Indian talk: The Long Man

One of the Indian phrases we white folks like to throw around now and again is the name “Long Man” or “Long Person” for a river. We tend to do this with the idea that Indians had some “primitive” idea of the river as a god of some kind. The fact is, the name and idea of a “Long Man” only occurred in some Indian cultures, in specific contexts.

Cherokee Indians do have a name for the conscious spirit of a river or stream, whose voice is said to speak in the waterfalls and rapids. Such a spirit is called ᏴᏫ ᎬᎾᎯᏔ (yvwi gvnahita), a long man or long person. In a 1900 report, ethnographer James Mooney referred to this being as a “river god,” but that seems to be a lazy and inaccurate comparison. I’ve found no evidence that Cherokees worshipped or sacrificed to these beings. Rather, they believed (and I suppose still believe) that a river has a consciousness, the wisdom of great age, and a capacity to teach lessons to receptive humans.

Mooney describes a ritual designed to improve the character of young children. A Cherokee parent would take a plant having small seed cases that stick to clothes — now commonly called “hitchhikers” — and mash some of it to a pulp. This was mixed in a small bowl with water taken from a waterfall, a place where the Long Man was always speaking. The “hitchhiker” plant was expected to give the child a more retentive memory and a steadier temper. The river water would also aid the child’s memory and intellect, because a river can “seize and hold anything cast upon its surface.” What’s more, because the river water came from a waterfall, the child might be able to hear and retain valuable lessons that only a Long Man can teach.1

It would be absurd, of course, to talk of fishing or swimming in the Long Man. The idea of a conscious river spirit applied to ritual contexts. For everyday use there is the everyday word egwani, “river.”2

Even within a ritual context, talking of a Long Man would probably not make sense outside of the Cherokee culture — or it would make the wrong kind of sense. For instance, the Cherokees shared many ideas and beliefs with their Creek neighbors, but there is no evidence that they shared the idea of a river spirit called Long Man.3

On the contrary: a literal translation of Cherokee yvwi gvnahita into Muskogee (the principal Creek language) gives a term with a very different meaning. In Muskogee, a “long man” is isti japko (spelled este capko) and it means “giant.”

So one could certainly tell tales of a “Long Man” in Creek culture. But instead of a wise old river spirit, these tales would refer to a frightening mythic giant. Just another example of the overlooked variety of cultures that we hide under the blanket term “Native American.”

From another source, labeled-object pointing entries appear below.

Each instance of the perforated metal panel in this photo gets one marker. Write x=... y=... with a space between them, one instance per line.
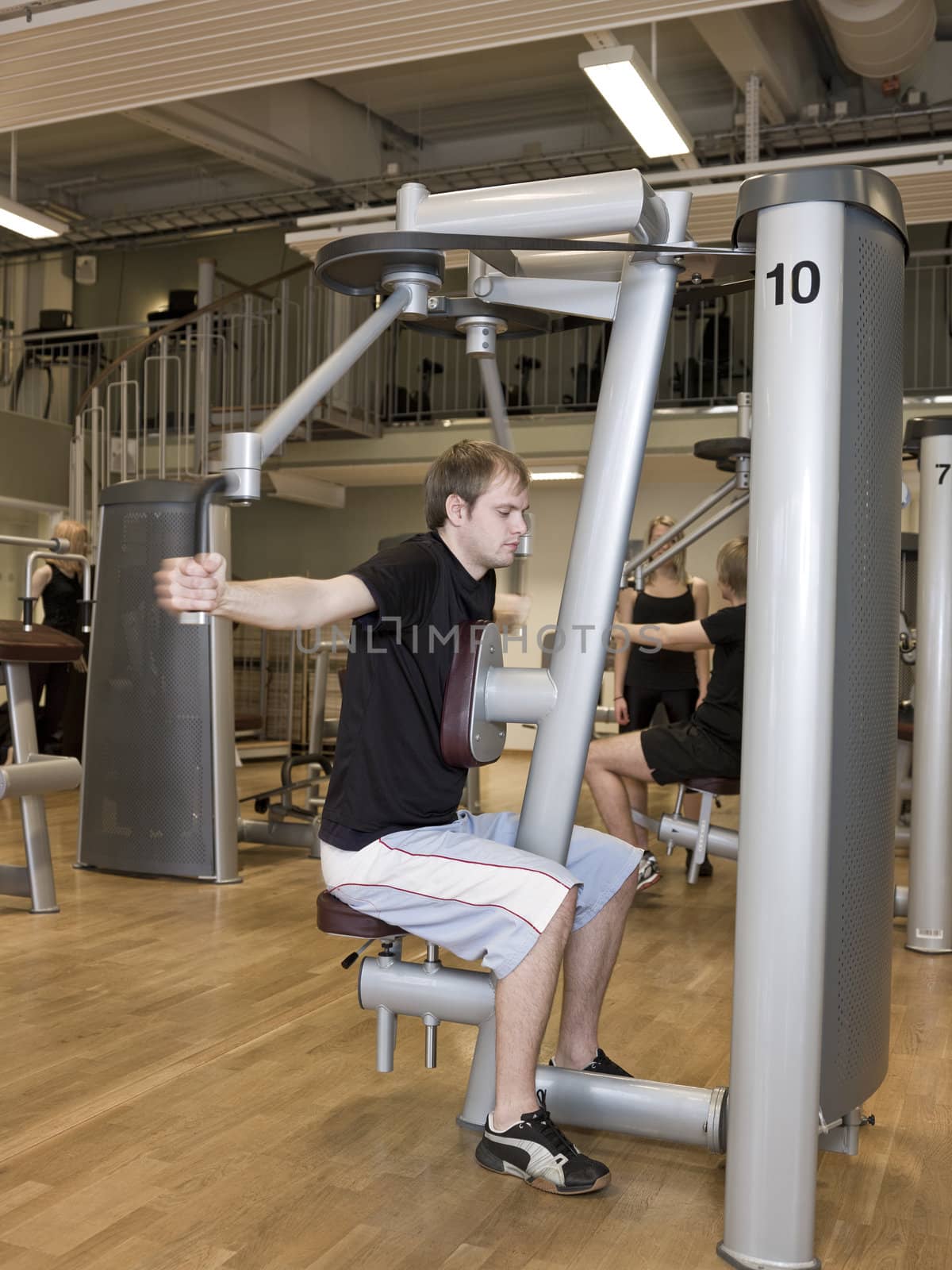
x=860 y=906
x=148 y=784
x=908 y=588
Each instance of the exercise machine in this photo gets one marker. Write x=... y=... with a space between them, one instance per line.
x=810 y=1030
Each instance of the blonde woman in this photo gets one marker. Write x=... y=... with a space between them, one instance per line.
x=708 y=743
x=647 y=677
x=59 y=583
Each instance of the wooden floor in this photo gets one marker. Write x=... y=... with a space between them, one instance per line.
x=187 y=1083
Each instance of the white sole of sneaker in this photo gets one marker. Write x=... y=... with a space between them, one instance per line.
x=543 y=1184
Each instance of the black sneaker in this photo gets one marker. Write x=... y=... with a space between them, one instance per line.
x=602 y=1064
x=649 y=873
x=706 y=869
x=539 y=1153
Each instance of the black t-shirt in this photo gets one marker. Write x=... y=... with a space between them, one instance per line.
x=61 y=597
x=662 y=668
x=389 y=772
x=721 y=711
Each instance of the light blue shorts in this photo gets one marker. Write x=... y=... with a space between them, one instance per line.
x=467 y=888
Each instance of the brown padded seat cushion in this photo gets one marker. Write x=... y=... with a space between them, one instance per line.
x=336 y=918
x=41 y=645
x=457 y=698
x=249 y=723
x=719 y=785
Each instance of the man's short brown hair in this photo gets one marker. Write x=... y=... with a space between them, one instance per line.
x=733 y=567
x=467 y=469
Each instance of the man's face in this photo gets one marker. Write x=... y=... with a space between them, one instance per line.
x=495 y=522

1 James Mooney, “Plant Lore,” in Myths of the Cherokee, Bureau of American Ethnology 19th Annual Report 1897-98 (Washington: U.S. Government Printing Office, 1900), p. 426. 
2 I think that’s the Cherokee for “river.” James Mooney says it is, but I can’t make it work in the Cherokee syllabary. Could it be ᎡᏆᏂ? 
3 I’m no expert on American Indian cosmology, but if I were looking for other cultures with similar river-spirit beliefs, I’d start with the Six Nations and other Iroquoian peoples. The Cherokees speak an Iroquoian language, and are believed to have migrated south to their traditional homeland in the southern Appalachians. 

2 thoughts on “Indian talk: The Long Man

  1. This is exactly the sort of thing I need when teaching students (and myself) about native peoples and their relationship to the non-human natural world. The Noble Savage/Original Ecologist myth is, of course, tired and wrong, and this piece helps reveal the complexity. I wonder how concepts of the conscious spirit of rivers/streams have changed over time–has the Long Man taught different lessons at different times? Curious. In any case: thanks for the observation and investigation.

  2. An important drawback to this piece is that I am writing about a culture that is not mine, and relying mainly on an ethnographer in doing so. At least I hope to tamp down some misconceptions by doing this.

    The Cherokee “Long Man” river spirits seem to me to be a specific cultural expression of an impulse that nearly all human beings have in the presence of rivers. People of all nations may have settled beside rivers just for the agricultural and commercial advantages; but that doesn’t explain why they also gave the rivers personality. Whether or not we ritualize that personality, we find ways to commune with it. I’ve felt the impulse myself; for example, when I was a newcomer to Perry, Georgia, it didn’t take me long to uncover a yearning to visit the Ocmulgee River, a half-hour away, just to stand on the bank and listen to the water. Can’t really say whether I learned anything.